International Briefs

Indypendent Staff Sep 11, 2008

The Other September 11ths

As the seventh anniversary of the 9/11 attacks were commemorated in New York and Washington, D.C., other September 11ths were marked around the world. Thirty-five years ago on Sept. 11, 1973, Chilean General Augusto Pinochet overthrew the democratically elected government of Salvador Allende in a U.S.-backed coup. The coup led to a 30-year dictatorship and the disappearances of more than 3,000 Chileans. On Sept. 11, 1990, the Guatemalan anthropologist Myrna Mack was assassinated by U.S.-trained security forces. Mack had been documenting the destruction of rural indigenous communities in Guatemala. And on Sept. 11, 1977, Steve Biko, founder of the Black Consciousness Movement in South Africa, was brutally beaten in the back of a police van. The anti-apartheid leader died in the early morning hours of Sept. 12.

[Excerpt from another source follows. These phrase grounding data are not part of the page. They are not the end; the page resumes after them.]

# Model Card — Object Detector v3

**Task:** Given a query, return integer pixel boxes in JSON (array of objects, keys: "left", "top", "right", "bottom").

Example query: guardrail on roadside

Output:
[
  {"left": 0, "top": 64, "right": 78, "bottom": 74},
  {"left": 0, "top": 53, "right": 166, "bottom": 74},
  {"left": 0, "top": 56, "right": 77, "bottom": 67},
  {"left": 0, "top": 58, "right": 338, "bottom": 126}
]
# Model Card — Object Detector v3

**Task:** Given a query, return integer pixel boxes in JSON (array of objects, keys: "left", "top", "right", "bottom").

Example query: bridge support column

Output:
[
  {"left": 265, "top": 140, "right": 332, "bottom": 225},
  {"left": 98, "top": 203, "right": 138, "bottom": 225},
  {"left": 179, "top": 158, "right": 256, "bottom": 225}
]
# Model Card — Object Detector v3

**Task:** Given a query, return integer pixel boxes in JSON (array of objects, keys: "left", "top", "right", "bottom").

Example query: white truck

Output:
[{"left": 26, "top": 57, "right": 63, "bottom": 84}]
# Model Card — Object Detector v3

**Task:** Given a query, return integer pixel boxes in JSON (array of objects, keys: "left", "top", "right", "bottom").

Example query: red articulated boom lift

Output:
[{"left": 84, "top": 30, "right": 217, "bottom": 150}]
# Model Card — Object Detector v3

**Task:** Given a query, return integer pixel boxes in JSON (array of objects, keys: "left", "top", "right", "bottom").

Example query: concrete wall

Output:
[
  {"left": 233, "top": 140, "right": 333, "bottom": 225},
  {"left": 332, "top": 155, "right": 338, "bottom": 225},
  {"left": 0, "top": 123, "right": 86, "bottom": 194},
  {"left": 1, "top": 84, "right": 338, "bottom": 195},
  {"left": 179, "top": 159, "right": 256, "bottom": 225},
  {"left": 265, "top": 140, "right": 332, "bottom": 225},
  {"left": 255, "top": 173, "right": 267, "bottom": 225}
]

FBI: Neo-Nazis Infiltrating the U.S. Military

A new FBI report reveals white supremacist leaders have been encouraging neo-Nazis to infiltrate the military in order to recruit and receive training. And the military — pressed for new recruits — appears to be turning a blind eye. The report details more than a dozen recent criminal cases involving active duty personnel engaging in extremist activity. Tom Metzger, leader of the White Aryan Resistance, recently said, “Now they are letting everybody in … . I would say that 10 percent of Army and Marines — they are not in the Navy and Air Force so much — are racist extremists of some variety.” The U.S. Army’s own investigators found that commanders repeatedly terminated inquiries into soldiers with openly racist connections. An U.S. Army report from 2007 details how the investigation of a suspected leader of an Alaskan white supremacist group was halted because the soldier was mobilized to deploy to Iraq.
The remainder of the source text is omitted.